Development of Biphasic Formulations for Use in Electrowetting-Based Liquid Lenses with a High Refractive Index Difference

• Published in: ACS combinatorial science Vol. 20; no. 9; pp. 554 - 566
• Main Authors: Ober, Matthias S, Dermody, Daniel, Maillard, Mathieu, Amiot, Franck, Malet, Géraldine, Burger, Benjamin, Woelfle-Gupta, Caroline, Berge, Bruno
• Format: Journal Article
• Language: English
• Published: United States American Chemical Society 10.09.2018; ACS
• Subjects: Chemical Sciences; Electrowetting - methods; Equipment Design - instrumentation; Hydrophobic and Hydrophilic Interactions; Lenses; Material chemistry; Oils - chemistry; Phase Transition; Refractometry; Transition Temperature; Viscosity; Water - chemistry; simultaneous optimization; electrowetting effect; liquid lenses; statistical design of experiments
• ISSN: 2156-8952; 2156-8944
• DOI: 10.1021/acscombsci.8b00042

Commercial electrowetting-based liquid lenses are optical devices containing two immiscible liquids as an optical medium. The first phase is a droplet of a high refractive index oil phase placed in a ring-shaped chassis. The second phase is electrically conductive and has a similar density over a wide temperature range. Droplet curvature and refractive index difference of two liquids determine the optical strength of the lens. Liquid lenses take advantage of the electrowetting effect, which induces a change of the interface’s curvature by applying a voltage, thereby providing a variable focal that is useful in autofocus applications.
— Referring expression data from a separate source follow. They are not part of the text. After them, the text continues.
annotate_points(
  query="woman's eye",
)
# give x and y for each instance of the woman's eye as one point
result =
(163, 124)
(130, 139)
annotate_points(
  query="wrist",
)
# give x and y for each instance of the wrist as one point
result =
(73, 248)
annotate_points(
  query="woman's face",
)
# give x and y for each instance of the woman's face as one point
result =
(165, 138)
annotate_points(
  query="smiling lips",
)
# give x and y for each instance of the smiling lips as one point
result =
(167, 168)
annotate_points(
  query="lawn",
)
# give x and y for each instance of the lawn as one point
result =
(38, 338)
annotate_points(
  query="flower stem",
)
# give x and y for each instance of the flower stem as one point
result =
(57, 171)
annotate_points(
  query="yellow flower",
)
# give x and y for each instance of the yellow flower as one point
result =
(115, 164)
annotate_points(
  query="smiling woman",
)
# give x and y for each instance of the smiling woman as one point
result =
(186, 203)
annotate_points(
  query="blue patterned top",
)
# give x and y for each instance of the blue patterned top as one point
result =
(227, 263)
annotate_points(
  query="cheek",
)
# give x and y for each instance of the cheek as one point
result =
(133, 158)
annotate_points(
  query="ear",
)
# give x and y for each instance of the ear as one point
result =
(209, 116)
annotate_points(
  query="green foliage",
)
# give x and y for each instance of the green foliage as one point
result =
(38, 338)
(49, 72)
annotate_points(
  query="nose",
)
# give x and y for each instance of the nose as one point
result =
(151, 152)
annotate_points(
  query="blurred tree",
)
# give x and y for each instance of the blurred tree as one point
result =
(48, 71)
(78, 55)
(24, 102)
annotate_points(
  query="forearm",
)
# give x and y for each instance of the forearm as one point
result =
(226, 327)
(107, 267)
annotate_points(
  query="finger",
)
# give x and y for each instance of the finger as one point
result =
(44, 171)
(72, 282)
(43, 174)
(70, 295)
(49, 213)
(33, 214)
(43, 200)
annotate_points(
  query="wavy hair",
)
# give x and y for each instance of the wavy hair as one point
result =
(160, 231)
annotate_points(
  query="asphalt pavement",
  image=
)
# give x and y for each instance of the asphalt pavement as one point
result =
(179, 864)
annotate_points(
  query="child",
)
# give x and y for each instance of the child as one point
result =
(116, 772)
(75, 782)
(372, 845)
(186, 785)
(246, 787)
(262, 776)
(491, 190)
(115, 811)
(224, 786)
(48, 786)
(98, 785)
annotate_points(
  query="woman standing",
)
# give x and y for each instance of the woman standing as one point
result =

The first generation of lens modules were highly reliable, but the optical strength and application scope was limited by a low refractive index difference between the oil and conductive phase. Described herein is an effort to increase the refractive index difference between both phases, while maintaining other critical application characteristics of the liquids, including a low freezing point, viscosity, phase miscibility, and turbidity after thermal shock. An important challenge was the requirement that both phases have to have matching densities and hence had to be optimized simultaneously. Using high throughput experimentation in conjunction with statistical design of experiments (DOE), we have developed a series of empirical models to predict multiple physicochemical properties of both phases and derived ideal locations within the formulation space. This approach enabled the development of reliable liquid lenses with a previously unavailable refractive index difference of Δn D of ≥0.290, which enabled true optical zooming capability.